- Directed by: Alan Abel Jeanne Abel
- Written by: Alan Abel Jeanne Abel Buck Henry
- Produced by: Alan Abel Jeanne Abel Michael Rothschild
- Starring: Buck Henry Robert Downey, Sr. Marshall Efron Holly Woodlawn Jim Moran Earle Doud Larry Wolf
- Cinematography: Arthur Albert Gerald Cotts
- Edited by: Jeanne Abel
- Release date: 1971;
- Running time: 102 minutes
- Country: United States
- Language: English

= Is There Sex After Death? =

1971 film by Alan Abel

Is There Sex After Death? is a 1971 mockumentary and mondo film.

==Plot==
Driving through New York City in his Sexmobile, Dr. Harrison Rogers of the Bureau of Sexological Investigation searches out luminary figures in the world of sex. According to the movie, the answer to the title question is: "No, only affection".

==Cast==
- Alan Abel as Dr. Rogers
- Buck Henry as Dr. Louise Manos
- Marshall Efron as Vince Domino
- Holly Woodlawn as herself
- Robert Downey Sr. as himself
- Jim Moran as Dr.
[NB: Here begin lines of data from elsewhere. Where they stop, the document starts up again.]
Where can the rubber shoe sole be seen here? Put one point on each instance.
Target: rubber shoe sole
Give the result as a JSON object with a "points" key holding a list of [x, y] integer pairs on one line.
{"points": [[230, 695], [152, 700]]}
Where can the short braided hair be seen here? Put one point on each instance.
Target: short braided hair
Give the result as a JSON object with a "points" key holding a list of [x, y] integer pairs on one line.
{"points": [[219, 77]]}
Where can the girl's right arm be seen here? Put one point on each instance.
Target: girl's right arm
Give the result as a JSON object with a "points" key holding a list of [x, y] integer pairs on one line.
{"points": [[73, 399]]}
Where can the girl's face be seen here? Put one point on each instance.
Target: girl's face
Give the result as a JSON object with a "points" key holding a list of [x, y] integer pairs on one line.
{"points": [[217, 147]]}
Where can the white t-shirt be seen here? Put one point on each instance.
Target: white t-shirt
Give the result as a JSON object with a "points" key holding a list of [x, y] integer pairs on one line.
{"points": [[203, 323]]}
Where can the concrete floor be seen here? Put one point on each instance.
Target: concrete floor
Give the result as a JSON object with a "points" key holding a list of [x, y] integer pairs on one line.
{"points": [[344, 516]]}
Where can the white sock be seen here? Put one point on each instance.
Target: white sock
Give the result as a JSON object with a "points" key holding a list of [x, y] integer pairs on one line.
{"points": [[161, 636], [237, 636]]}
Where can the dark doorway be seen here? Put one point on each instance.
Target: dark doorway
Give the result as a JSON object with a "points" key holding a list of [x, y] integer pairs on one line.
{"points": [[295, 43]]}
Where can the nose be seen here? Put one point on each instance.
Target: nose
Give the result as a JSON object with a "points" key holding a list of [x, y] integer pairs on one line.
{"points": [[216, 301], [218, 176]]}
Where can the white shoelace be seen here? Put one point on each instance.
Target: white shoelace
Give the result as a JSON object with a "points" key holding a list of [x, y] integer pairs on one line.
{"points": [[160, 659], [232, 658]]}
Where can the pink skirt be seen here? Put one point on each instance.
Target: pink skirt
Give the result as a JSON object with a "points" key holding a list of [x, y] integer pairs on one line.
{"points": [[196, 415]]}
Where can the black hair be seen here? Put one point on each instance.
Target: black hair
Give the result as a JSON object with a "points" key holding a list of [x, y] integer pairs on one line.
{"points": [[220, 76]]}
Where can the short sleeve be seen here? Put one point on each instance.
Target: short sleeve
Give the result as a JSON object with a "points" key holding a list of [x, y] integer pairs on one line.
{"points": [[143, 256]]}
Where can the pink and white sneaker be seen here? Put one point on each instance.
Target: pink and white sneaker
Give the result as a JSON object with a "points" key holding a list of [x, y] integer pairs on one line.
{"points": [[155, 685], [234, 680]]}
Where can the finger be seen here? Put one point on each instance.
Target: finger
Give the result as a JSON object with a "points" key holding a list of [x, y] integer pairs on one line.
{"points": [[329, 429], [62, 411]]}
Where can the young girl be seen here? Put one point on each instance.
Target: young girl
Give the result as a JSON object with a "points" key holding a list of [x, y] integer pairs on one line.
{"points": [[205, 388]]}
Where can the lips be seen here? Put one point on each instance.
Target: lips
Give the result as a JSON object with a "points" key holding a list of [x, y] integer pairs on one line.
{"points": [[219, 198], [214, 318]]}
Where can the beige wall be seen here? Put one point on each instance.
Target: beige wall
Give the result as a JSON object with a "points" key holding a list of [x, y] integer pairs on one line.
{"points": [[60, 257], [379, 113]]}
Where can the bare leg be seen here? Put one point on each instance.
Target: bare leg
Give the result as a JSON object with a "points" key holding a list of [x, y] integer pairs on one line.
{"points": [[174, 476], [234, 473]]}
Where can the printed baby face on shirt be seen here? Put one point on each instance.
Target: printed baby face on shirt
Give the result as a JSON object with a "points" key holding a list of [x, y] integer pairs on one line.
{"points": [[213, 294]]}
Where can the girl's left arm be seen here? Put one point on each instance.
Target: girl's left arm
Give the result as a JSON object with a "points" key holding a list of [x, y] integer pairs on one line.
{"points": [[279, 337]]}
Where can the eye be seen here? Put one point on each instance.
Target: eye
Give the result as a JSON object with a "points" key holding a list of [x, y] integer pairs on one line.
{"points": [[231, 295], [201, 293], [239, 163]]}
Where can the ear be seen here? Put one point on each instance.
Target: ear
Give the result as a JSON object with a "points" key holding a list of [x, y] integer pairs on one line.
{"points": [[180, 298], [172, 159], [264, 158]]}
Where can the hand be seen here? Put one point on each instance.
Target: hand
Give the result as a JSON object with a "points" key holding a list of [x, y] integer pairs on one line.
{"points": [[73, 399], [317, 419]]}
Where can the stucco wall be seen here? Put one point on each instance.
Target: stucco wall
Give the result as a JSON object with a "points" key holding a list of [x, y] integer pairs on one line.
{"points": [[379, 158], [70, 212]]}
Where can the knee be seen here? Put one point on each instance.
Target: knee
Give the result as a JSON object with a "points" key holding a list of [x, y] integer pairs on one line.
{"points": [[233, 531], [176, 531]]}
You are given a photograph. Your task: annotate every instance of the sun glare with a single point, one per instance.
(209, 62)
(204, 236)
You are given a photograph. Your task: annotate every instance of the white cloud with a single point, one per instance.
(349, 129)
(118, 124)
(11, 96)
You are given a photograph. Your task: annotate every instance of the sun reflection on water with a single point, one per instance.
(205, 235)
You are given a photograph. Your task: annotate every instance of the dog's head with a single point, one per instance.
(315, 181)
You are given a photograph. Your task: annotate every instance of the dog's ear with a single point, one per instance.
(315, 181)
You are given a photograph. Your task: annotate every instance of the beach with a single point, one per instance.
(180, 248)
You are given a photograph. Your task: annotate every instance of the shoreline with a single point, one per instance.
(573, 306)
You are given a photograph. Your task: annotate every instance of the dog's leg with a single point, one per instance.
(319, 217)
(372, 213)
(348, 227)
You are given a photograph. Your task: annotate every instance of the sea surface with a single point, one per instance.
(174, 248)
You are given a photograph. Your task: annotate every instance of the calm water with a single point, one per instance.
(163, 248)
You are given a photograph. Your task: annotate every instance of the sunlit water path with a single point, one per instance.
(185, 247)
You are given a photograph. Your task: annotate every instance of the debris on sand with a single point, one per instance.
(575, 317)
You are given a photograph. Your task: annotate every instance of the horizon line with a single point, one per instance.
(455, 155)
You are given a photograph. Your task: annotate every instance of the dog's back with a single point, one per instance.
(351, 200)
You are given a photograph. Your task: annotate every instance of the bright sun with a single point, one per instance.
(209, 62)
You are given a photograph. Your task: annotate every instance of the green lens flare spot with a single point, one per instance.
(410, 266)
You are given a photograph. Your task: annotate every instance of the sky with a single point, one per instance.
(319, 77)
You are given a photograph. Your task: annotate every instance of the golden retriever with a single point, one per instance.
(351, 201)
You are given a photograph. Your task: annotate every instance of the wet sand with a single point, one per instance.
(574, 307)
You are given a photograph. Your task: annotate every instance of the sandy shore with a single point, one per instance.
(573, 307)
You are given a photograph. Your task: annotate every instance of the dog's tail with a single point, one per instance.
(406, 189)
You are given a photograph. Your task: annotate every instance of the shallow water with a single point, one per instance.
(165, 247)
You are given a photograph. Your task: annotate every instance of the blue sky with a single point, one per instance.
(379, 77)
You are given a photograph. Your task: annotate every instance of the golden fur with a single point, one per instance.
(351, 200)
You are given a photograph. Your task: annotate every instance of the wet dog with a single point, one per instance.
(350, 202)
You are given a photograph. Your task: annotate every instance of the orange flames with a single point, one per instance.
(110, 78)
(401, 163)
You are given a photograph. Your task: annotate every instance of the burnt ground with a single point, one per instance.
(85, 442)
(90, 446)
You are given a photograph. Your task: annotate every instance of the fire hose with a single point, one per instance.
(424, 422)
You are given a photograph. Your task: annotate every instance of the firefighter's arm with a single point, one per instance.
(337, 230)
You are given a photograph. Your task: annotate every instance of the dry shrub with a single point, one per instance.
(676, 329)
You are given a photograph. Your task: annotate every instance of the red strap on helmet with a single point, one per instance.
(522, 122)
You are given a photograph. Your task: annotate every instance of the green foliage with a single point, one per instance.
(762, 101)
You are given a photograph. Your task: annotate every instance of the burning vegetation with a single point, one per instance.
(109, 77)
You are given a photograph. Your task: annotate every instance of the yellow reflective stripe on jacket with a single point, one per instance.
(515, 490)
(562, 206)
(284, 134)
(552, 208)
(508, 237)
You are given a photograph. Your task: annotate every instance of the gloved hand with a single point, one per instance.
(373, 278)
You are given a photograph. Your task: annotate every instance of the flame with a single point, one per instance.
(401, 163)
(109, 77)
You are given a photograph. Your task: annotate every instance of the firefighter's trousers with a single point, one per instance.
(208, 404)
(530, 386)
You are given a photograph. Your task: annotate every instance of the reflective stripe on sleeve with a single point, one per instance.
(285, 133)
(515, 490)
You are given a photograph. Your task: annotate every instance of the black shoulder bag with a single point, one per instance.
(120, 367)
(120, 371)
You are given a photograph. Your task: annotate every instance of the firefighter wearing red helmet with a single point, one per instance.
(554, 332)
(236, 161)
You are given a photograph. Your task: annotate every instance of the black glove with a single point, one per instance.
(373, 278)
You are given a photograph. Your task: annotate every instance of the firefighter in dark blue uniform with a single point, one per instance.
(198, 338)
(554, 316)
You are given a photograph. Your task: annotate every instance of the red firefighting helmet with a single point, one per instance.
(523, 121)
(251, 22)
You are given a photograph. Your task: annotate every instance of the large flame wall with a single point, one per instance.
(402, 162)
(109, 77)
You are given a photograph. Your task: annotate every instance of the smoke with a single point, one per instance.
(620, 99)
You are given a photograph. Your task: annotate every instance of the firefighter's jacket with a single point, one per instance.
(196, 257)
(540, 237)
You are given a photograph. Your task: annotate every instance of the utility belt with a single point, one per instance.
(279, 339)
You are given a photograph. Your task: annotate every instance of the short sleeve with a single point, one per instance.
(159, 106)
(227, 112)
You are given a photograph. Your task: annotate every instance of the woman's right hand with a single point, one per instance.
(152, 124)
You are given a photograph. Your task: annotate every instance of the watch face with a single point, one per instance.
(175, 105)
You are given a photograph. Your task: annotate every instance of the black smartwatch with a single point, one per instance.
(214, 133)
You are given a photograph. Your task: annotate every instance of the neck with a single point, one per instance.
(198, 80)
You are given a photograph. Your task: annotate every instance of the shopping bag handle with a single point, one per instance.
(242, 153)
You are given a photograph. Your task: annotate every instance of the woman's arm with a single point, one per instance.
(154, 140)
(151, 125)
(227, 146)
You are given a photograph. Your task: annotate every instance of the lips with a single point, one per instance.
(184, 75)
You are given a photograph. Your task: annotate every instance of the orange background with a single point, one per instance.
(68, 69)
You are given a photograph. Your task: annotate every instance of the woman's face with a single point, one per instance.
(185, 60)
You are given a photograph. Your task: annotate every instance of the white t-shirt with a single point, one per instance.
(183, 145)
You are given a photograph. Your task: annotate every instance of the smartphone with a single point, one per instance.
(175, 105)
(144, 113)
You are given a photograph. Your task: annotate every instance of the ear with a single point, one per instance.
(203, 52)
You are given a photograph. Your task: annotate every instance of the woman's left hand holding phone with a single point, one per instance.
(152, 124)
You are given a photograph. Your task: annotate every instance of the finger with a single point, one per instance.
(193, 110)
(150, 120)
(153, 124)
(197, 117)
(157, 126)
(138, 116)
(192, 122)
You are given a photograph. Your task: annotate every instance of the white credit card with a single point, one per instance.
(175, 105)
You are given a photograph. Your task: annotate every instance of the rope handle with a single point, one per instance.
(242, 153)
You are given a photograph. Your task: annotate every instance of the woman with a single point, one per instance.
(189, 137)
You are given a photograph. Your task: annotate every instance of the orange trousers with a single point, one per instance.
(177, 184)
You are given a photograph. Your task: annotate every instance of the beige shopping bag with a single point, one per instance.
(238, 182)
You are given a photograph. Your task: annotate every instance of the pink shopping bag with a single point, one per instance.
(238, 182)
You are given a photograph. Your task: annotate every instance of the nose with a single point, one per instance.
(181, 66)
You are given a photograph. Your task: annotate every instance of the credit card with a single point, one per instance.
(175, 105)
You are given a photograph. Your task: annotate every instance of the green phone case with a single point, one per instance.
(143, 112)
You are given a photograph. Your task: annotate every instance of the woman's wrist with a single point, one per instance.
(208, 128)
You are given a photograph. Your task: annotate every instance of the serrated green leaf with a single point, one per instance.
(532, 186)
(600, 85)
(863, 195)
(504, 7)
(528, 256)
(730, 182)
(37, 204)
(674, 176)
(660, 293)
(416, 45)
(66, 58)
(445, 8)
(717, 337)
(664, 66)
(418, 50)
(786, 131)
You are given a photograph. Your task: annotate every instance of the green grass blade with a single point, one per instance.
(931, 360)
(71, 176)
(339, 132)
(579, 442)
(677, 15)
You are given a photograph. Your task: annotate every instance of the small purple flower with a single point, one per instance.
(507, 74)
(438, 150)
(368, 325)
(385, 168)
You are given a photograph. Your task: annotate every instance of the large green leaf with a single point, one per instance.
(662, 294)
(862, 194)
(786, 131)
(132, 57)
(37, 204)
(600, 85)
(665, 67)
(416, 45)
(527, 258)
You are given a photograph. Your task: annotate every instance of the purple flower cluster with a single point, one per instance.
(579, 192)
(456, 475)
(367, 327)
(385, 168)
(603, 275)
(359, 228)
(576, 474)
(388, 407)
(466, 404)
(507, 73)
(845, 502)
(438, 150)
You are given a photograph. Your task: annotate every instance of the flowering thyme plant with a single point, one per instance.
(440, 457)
Elevenike
- James Randi as Seance Medium
- Earle Doud as Merkin
- Larry Wolf as Sexbowl Announcer/Seance Spirit
- Mink Stole as Dominatrix
- James Dixon as Richard Nixon
- Kathie Fitch as Clinic Patient (credited as Kathy Everett)

==Reception==
Film critic Vincent Canby of The New York Times praised the film: "The movie, is critically speaking, anarchic, superficially dirty, often crude, and so exuberant that it sometimes doesn't know when to stop. It is also, more than half of the time, very, very funny." In a positive review for San Antonio Express-News, Ron White highlights the comedy, writing that the film "is funny for true comedic reasons—satire, the juxtaposition of the incongruous, and dead-pan treatments of the ridiculous." Writer Mary Rita Kurycki of Democrat and Chronicle praised the satirical and comedic elements but wrote that parts of the film are a "bore." Similarly, Martin Malina of the Montreal Star wrote that it is "so outrageously funny that I cannot help but recommend it."

==Controversy==
On March 12, 1980, the ON TV pay channel aired the film on WXON (channel 20, now WMYD) in Detroit. It was scheduled to air again ten days later, but it did not. WXON station manager Aben Johnson, who was alerted to the film's content (including sex and nudity) by a station employee during its original airing, decided against showing it again, substituting Saturday Night Fever instead. ON TV's policy at the time forbade showing any films with an X rating, for adults only; Is There Sex After Death? was apparently not given a rating by the Motion Picture Association of America at all until 1975, when it was granted an 'R' certificate, making the movie seemingly within ON's standards. Still, WXON never showed the film again on its ON TV affiliate, which closed in 1983.